Working Stress Method


 The Stresses in an element is obtained from the working loads and compared with
permissible stresses.
 The method follows linear stress-strain behavior of both the materials.
 Modular ratio can be used to determine allowable stresses.
 Material capabilities are under estimated to large extent. Factor of safety are used in
working stress method.
 In this Method dead and live loads are treated equally, i.e. the factor of safety would
be the same irrespective of the type of load. Here, the total loads expected on the
structure are taken and a single factor of safety to the members is applied (say 1.5)
regardless of the nature of the load.
 WSM is an elastic design method
 In this method, the members are designed to never go beyond their elastic range.
The maximum load a member can take is thus limited and the plastic range is not
explored at all.
 Ultimate load carrying capacity cannot be predicted accurately and the method
results in an uneconomical section.

Limit State Method


 The stresses are obtained from design loads and compared with design strength.
 This method follows linear strain relationship but not linear stress relationship.
 The ultimate stresses of materials itself are used as allowable stresses.
 The material capabilities are not under estimated as much as they are in working
stress method.
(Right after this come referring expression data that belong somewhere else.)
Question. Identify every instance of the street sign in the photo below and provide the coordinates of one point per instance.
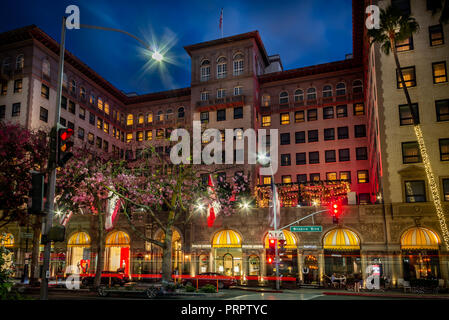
(306, 229)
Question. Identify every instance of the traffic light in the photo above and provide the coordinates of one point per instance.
(64, 146)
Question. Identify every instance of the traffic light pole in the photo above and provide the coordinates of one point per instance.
(48, 221)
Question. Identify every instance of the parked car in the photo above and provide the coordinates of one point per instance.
(112, 277)
(210, 278)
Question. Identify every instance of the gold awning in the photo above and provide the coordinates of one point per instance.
(419, 238)
(341, 239)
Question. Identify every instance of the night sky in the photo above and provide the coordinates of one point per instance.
(303, 32)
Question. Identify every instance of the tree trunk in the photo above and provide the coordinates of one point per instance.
(34, 267)
(100, 248)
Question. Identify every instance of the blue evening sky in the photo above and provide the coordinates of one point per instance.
(303, 32)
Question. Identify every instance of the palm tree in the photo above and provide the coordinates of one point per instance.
(395, 27)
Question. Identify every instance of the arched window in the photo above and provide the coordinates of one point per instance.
(341, 89)
(327, 91)
(20, 61)
(311, 94)
(205, 70)
(238, 64)
(46, 68)
(283, 97)
(299, 95)
(357, 86)
(130, 120)
(222, 68)
(181, 113)
(266, 100)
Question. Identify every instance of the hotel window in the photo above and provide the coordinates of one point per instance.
(404, 45)
(357, 86)
(300, 137)
(43, 114)
(311, 94)
(360, 131)
(415, 191)
(72, 107)
(205, 70)
(312, 136)
(204, 96)
(80, 133)
(410, 152)
(82, 113)
(15, 110)
(444, 149)
(446, 189)
(286, 179)
(139, 136)
(342, 111)
(329, 134)
(330, 156)
(359, 109)
(405, 116)
(312, 115)
(238, 91)
(314, 157)
(340, 89)
(266, 100)
(301, 178)
(285, 118)
(436, 35)
(439, 72)
(328, 113)
(17, 85)
(90, 138)
(221, 115)
(285, 159)
(301, 158)
(238, 113)
(91, 118)
(409, 77)
(130, 120)
(327, 91)
(343, 133)
(343, 155)
(266, 121)
(442, 108)
(283, 97)
(362, 176)
(204, 117)
(299, 95)
(345, 175)
(221, 93)
(331, 176)
(238, 64)
(45, 92)
(361, 153)
(285, 139)
(221, 68)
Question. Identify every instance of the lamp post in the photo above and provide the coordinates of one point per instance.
(48, 220)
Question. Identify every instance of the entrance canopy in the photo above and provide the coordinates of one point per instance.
(79, 239)
(117, 239)
(419, 238)
(290, 240)
(227, 239)
(341, 239)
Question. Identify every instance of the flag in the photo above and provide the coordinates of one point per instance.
(112, 209)
(275, 207)
(213, 207)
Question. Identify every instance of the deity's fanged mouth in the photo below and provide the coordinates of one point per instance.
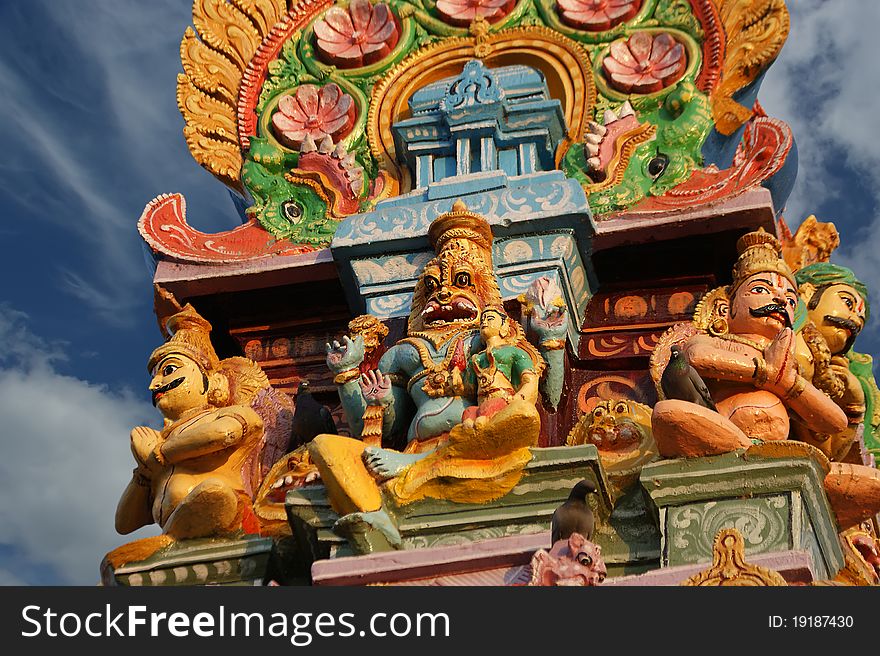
(841, 322)
(458, 310)
(157, 393)
(774, 310)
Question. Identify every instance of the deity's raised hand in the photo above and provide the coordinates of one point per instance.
(345, 356)
(781, 370)
(143, 441)
(375, 387)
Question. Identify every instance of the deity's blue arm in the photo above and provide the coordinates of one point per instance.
(397, 363)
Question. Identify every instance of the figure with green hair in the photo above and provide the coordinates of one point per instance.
(835, 310)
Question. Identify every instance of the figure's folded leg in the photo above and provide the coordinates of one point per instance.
(687, 430)
(211, 508)
(350, 487)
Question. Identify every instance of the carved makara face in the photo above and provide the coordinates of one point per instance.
(178, 385)
(839, 314)
(763, 305)
(453, 290)
(614, 427)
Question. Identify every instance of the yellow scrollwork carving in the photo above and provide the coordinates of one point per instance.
(214, 57)
(755, 31)
(729, 567)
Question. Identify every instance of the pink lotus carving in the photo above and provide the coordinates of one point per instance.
(463, 12)
(314, 112)
(596, 15)
(644, 63)
(360, 35)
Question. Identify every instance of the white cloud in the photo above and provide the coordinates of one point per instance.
(67, 459)
(826, 86)
(92, 133)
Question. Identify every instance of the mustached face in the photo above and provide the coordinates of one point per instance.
(453, 289)
(178, 385)
(763, 305)
(839, 314)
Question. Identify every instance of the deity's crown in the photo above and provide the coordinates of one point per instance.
(190, 336)
(759, 252)
(460, 223)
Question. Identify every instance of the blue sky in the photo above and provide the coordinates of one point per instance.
(91, 133)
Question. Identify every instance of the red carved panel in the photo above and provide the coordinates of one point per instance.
(163, 226)
(641, 309)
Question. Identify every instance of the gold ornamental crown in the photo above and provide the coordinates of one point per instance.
(460, 223)
(759, 252)
(190, 336)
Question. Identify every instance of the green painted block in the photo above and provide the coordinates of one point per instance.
(218, 561)
(777, 504)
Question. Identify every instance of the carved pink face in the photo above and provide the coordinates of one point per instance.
(575, 562)
(763, 305)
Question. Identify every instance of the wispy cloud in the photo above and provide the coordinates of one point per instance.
(70, 461)
(826, 85)
(92, 125)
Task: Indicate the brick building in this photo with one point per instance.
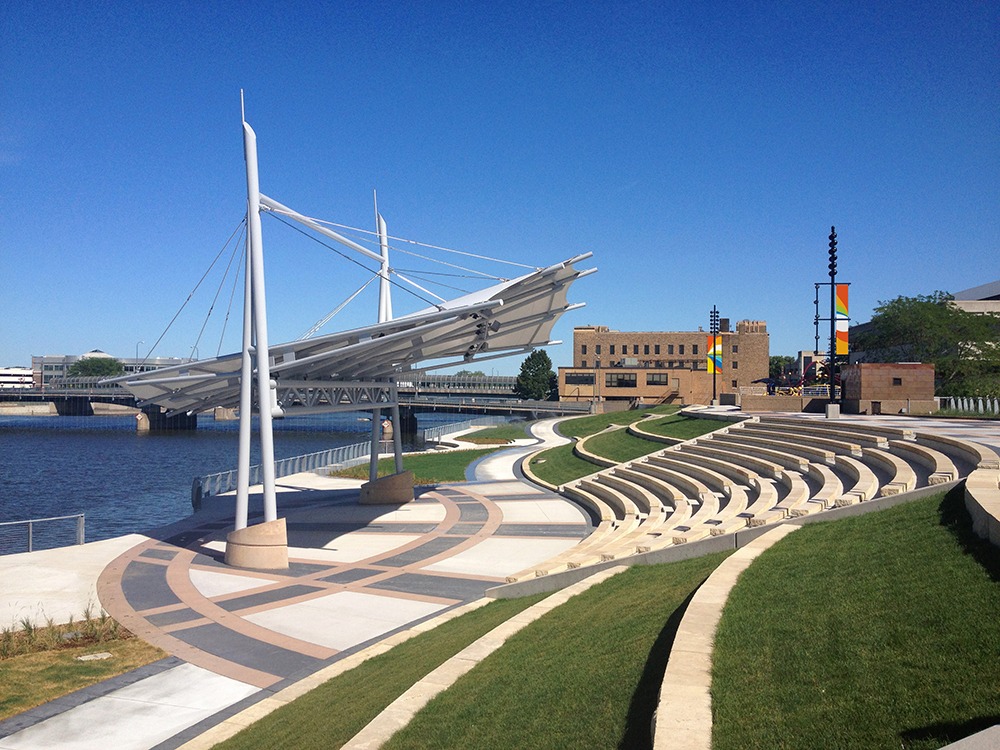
(660, 366)
(888, 388)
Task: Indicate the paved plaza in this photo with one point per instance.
(358, 575)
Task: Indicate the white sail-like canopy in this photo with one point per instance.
(506, 318)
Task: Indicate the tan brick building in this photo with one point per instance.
(888, 388)
(662, 365)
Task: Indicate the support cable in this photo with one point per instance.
(238, 229)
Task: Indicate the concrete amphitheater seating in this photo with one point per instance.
(754, 472)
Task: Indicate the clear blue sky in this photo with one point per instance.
(701, 151)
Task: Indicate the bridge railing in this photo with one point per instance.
(20, 536)
(334, 458)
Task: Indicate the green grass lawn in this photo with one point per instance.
(560, 465)
(584, 426)
(503, 433)
(876, 631)
(428, 468)
(330, 715)
(586, 675)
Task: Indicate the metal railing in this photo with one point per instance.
(47, 538)
(334, 458)
(981, 405)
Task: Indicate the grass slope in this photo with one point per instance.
(330, 715)
(586, 675)
(875, 631)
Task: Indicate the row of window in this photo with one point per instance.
(645, 349)
(695, 364)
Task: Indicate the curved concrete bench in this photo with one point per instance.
(833, 431)
(683, 717)
(796, 501)
(830, 486)
(941, 467)
(788, 437)
(982, 500)
(748, 447)
(635, 429)
(865, 428)
(902, 477)
(667, 495)
(746, 462)
(866, 484)
(690, 488)
(763, 440)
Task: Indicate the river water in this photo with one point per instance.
(126, 482)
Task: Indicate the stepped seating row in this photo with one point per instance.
(756, 472)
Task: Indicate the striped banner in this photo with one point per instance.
(842, 319)
(714, 354)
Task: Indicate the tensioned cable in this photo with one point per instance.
(191, 293)
(232, 295)
(320, 323)
(423, 244)
(350, 259)
(211, 308)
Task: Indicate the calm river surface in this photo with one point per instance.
(126, 482)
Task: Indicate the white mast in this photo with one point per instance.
(259, 305)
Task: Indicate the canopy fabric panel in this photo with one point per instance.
(509, 317)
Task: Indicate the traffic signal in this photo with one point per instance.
(833, 252)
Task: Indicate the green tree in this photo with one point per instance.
(536, 380)
(95, 367)
(777, 364)
(964, 347)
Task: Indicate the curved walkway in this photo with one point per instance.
(358, 576)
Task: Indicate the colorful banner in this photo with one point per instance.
(842, 319)
(714, 354)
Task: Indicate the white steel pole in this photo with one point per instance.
(262, 356)
(246, 417)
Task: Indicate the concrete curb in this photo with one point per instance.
(401, 711)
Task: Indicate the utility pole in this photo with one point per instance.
(832, 368)
(713, 327)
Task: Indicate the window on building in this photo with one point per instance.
(619, 380)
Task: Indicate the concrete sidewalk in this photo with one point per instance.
(358, 575)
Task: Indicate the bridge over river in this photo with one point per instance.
(465, 394)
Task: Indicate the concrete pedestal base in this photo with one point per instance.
(394, 489)
(263, 546)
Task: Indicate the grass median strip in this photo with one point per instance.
(41, 663)
(586, 675)
(427, 468)
(330, 715)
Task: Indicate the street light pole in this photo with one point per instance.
(713, 327)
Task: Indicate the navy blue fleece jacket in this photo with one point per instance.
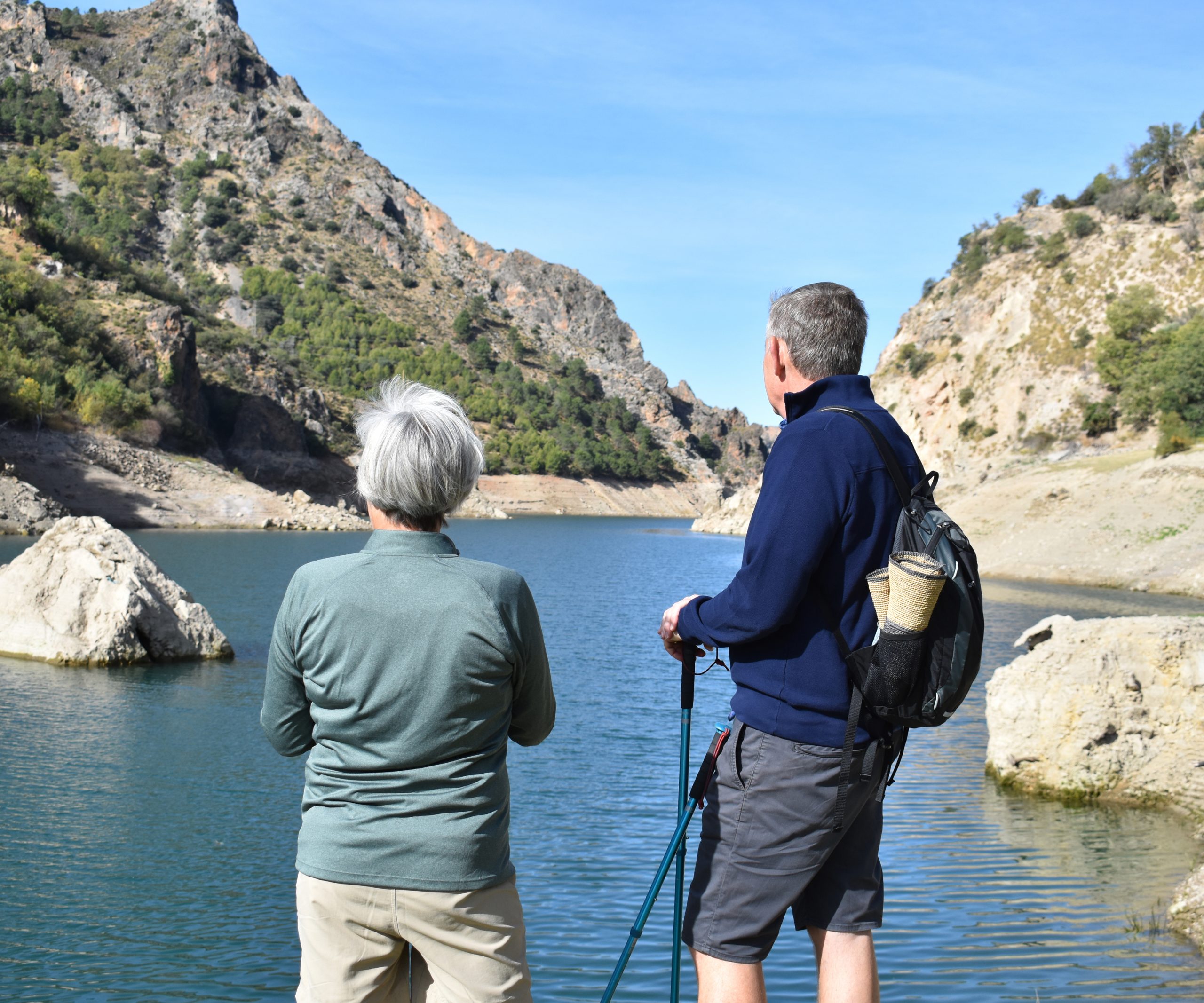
(825, 519)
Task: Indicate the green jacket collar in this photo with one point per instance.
(405, 544)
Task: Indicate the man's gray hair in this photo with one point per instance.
(824, 328)
(420, 457)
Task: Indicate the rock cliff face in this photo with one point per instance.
(730, 516)
(180, 80)
(85, 594)
(1109, 710)
(998, 362)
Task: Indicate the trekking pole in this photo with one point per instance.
(701, 782)
(688, 664)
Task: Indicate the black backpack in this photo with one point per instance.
(913, 681)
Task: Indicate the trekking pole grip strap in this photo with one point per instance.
(708, 764)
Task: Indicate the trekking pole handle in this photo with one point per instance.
(689, 659)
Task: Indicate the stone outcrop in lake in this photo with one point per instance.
(86, 594)
(1107, 710)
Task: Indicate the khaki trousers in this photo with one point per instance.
(362, 944)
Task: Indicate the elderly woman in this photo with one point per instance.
(405, 669)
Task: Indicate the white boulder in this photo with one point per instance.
(1109, 710)
(85, 594)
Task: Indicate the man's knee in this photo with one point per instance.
(728, 982)
(859, 942)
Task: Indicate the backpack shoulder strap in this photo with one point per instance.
(884, 450)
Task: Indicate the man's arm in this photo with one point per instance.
(286, 713)
(535, 703)
(806, 493)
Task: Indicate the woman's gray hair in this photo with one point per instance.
(420, 456)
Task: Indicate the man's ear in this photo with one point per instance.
(778, 357)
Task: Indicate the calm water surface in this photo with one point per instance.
(147, 830)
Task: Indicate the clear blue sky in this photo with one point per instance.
(691, 158)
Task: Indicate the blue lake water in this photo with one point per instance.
(147, 830)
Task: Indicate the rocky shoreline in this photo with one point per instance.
(1109, 711)
(55, 474)
(1113, 521)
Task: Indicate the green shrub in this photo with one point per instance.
(972, 258)
(1100, 417)
(915, 360)
(1136, 312)
(1160, 207)
(1079, 224)
(1009, 237)
(28, 115)
(1100, 187)
(1174, 435)
(1124, 200)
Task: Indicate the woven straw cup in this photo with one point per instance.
(879, 592)
(915, 584)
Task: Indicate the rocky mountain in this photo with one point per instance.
(1069, 328)
(1055, 377)
(214, 268)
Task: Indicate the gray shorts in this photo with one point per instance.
(768, 845)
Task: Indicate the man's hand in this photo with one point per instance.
(669, 634)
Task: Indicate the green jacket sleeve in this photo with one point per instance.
(535, 705)
(286, 713)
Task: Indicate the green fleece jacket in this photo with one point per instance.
(405, 669)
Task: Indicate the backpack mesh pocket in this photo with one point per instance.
(893, 671)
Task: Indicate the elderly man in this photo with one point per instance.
(825, 519)
(405, 669)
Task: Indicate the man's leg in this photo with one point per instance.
(848, 970)
(726, 982)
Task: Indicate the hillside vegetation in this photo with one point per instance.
(1074, 324)
(151, 158)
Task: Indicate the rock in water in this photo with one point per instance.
(85, 594)
(1109, 710)
(1103, 708)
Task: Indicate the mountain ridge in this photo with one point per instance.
(248, 179)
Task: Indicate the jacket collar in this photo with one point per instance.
(405, 544)
(844, 390)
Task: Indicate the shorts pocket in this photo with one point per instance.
(816, 752)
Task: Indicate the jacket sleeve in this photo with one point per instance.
(286, 713)
(534, 712)
(807, 492)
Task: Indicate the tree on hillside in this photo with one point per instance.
(1164, 157)
(1031, 199)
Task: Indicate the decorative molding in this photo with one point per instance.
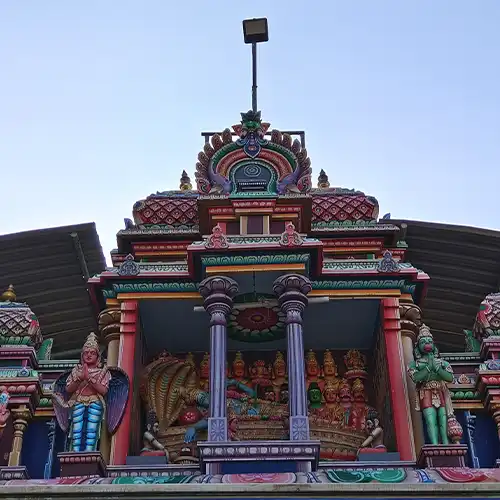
(388, 264)
(241, 260)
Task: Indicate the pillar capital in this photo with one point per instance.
(218, 293)
(410, 319)
(292, 290)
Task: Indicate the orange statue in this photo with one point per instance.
(345, 396)
(359, 407)
(239, 370)
(355, 361)
(335, 412)
(312, 368)
(330, 370)
(205, 372)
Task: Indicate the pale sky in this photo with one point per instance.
(102, 102)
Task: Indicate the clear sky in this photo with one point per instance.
(103, 102)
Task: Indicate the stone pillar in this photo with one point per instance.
(218, 293)
(109, 329)
(129, 314)
(391, 326)
(20, 418)
(411, 320)
(292, 290)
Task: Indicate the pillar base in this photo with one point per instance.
(217, 429)
(299, 428)
(14, 472)
(83, 463)
(442, 455)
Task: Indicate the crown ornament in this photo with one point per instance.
(424, 331)
(92, 342)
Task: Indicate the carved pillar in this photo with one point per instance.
(411, 320)
(47, 471)
(129, 315)
(397, 374)
(218, 293)
(292, 290)
(20, 417)
(109, 329)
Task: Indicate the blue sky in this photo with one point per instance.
(102, 103)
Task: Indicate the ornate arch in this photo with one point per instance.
(287, 158)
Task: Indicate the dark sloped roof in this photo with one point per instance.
(464, 266)
(49, 269)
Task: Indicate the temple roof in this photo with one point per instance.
(463, 264)
(49, 269)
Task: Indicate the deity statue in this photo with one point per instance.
(278, 374)
(239, 369)
(4, 412)
(312, 368)
(85, 395)
(355, 361)
(330, 370)
(151, 444)
(332, 411)
(314, 396)
(359, 407)
(431, 373)
(375, 440)
(345, 397)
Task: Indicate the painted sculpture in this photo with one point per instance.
(86, 395)
(175, 390)
(338, 404)
(151, 445)
(487, 322)
(431, 374)
(375, 434)
(253, 163)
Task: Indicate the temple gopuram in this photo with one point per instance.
(256, 336)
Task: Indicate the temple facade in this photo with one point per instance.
(253, 330)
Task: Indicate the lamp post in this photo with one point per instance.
(255, 31)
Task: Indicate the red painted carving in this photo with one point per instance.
(343, 207)
(177, 211)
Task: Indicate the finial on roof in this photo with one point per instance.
(323, 182)
(185, 184)
(9, 295)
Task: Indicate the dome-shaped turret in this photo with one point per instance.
(18, 324)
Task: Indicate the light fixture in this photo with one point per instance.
(255, 30)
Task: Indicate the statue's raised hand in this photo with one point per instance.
(190, 435)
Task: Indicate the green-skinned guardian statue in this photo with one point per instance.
(431, 374)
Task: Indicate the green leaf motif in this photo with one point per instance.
(366, 476)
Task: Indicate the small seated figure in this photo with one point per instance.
(152, 447)
(374, 443)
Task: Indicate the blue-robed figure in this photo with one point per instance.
(86, 395)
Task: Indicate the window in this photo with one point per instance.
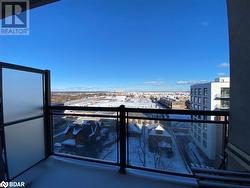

Partial safety factors are used in limit state method.
 This method recognizes the inherent unpredictability of loads and assigns a much
higher factor of safety to live loads (we increase them by 1.5-1.6), whereas it
recognizes that dead loads are much closer to what we calculate (we only multiply
dead loads by 1.2-1.3).
 This method also recognizes the uncertainty of different failure modes. For example,
flexural capacity of a concrete beam is fairly predictable; therefore we count on 90%
of the theoretical value. Shear in concrete, on the other hand is much less
predictable; therefore, we only count on 70% of the value.
 LSM is a plastic design method.
 This method uses the ultimate strength of the member beyond the initial yielding
and allows plastic deformation to a certain extent.
 For this reason, limit state method provides a more economical design and thus
more and more codes are starting to use limit state method instead of working stress
method. Hence working stress method is becoming more outdated.